Lately, we have been discussing and problem-solving issues related to Army IgnitED, something that we realized was a much larger issue when we started talking about it together. Although it’s in the past now, we were also working on transfer week. Outside of that, we are all quite excited about the changes coming to the uAchieve Planner with the 5.0 release next year!
Reflecting back over your years in higher education, what do you see as having changed that may not be understood or apparent to someone from the outside or who has just joined the community?
The shift to fully utilizing and being fully dependent on technology. This seems so normal now, but there has been an incredible amount of work and effort devoted to getting here.
What do you see as a recent trend or on the horizon for Higher Ed? What problems do you think it will have to solve?
The biggest (and most obvious) trend, and not just in Higher Ed, is the switch to having technology “in the cloud.” This eases the burden for testing updates and upgrades on IT and mitigates the need for universities to have their own disaster recovery systems, but it comes with a steeper price tag and often results in a reduced ability to customize the product. I think cloud-based companies will need to find easy ways for their functional users (not IT) to customize their products. They will also need to further reduce the burden on IT by making requests for new or additional data from an integrated product easy to request/change. This will likely require a shift at universities as well. If universities are paying an increased price for cloud products, they have to come up with that money somewhere. This means that future products will have to require very little work from institutional IT teams.
What is the best thing about your job? The most challenging thing? What strategies do you use to provide better service?
The best thing about my job is the people I get to work with. The most challenging thing about my job is the people I have to work with. As a business analyst in product management, my job is all about people and helping to make sure their jobs are easier. Sometimes that means learning to do something new, like reading and writing SQL. My university has a subscription with Udemy and there are thousands of courses available. I keep my job fresh by learning new skills that I can use to help the teams I work with.
Why CollegeSource? What do our products do for you that is critical to your and your students’ success?

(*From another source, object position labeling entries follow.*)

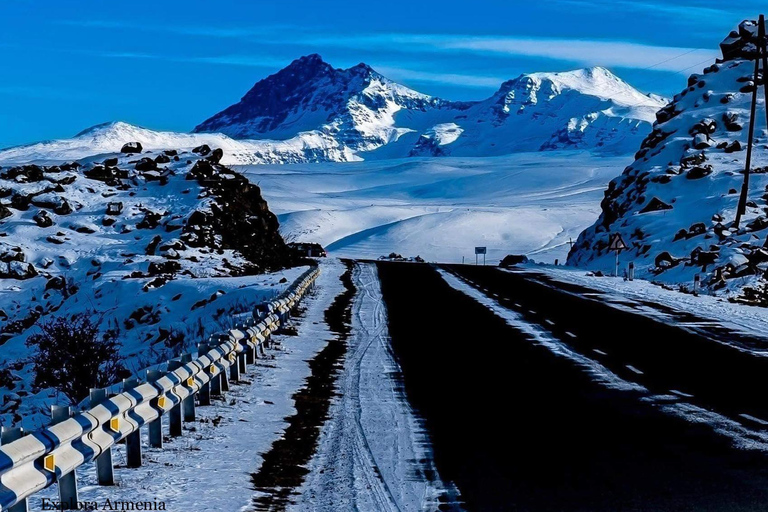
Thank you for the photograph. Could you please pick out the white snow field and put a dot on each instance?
(440, 209)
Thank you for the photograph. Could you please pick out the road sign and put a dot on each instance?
(617, 243)
(480, 250)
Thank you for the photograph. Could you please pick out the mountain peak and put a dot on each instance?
(597, 82)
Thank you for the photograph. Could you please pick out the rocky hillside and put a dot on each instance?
(139, 239)
(675, 205)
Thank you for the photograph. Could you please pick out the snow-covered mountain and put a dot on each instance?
(109, 138)
(675, 205)
(364, 111)
(153, 244)
(312, 112)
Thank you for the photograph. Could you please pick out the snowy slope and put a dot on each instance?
(440, 209)
(675, 205)
(366, 112)
(312, 112)
(110, 137)
(143, 271)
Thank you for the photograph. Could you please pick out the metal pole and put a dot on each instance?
(188, 404)
(741, 209)
(174, 417)
(132, 440)
(105, 471)
(156, 426)
(9, 435)
(67, 483)
(205, 392)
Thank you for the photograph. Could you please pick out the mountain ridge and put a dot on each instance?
(310, 111)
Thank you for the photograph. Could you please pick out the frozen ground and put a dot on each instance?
(748, 320)
(440, 209)
(739, 435)
(373, 453)
(209, 467)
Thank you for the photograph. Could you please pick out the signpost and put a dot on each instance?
(480, 250)
(617, 244)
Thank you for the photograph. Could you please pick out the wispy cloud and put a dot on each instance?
(578, 52)
(403, 74)
(583, 52)
(228, 60)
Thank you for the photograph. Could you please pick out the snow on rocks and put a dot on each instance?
(675, 205)
(104, 238)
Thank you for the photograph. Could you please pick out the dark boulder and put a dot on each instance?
(216, 156)
(202, 150)
(146, 164)
(665, 261)
(132, 147)
(166, 267)
(655, 205)
(42, 219)
(698, 172)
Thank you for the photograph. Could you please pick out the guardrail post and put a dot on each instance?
(9, 435)
(205, 391)
(105, 471)
(216, 384)
(132, 440)
(250, 358)
(156, 426)
(174, 416)
(241, 360)
(67, 483)
(234, 369)
(188, 404)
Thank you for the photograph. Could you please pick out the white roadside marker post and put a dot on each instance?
(188, 404)
(105, 471)
(205, 391)
(132, 440)
(9, 435)
(67, 483)
(156, 426)
(174, 417)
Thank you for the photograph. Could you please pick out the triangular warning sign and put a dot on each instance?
(617, 243)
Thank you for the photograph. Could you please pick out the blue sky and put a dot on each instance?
(170, 64)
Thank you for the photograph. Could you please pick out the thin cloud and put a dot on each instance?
(585, 52)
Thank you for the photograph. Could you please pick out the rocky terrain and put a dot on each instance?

I don’t know why my university first decided to use CollegeSource (that decision is about 25 years before my time), but we keep using it because the encoding is fairly straightforward, the degree audit is easy for students to read, and transfer articulation works well for our needs. We are so very reliant on our CollegeSource products working that we have added it to our disaster recovery program (we are not yet in the cloud). The CollegeSource products allow us to easily monitor our students’ progress and know when they have completed all requirements for graduation. Because the audit is easy for advisors and students to read, we can use the same system for academic advising that we use to certify graduation. This allows our advisors to properly advise without the frustrations that other universities have. We implemented the use of markers within our encoding a few years ago and although this has helped us maintain programs and requirements easier, we realized after the fact that by using markers the way we did, we limited our ability to use some delivered features of CollegeSource products. When we’re ready for a large encoding project, we will change the way we’re currently using markers so that we can better utilize these additional features.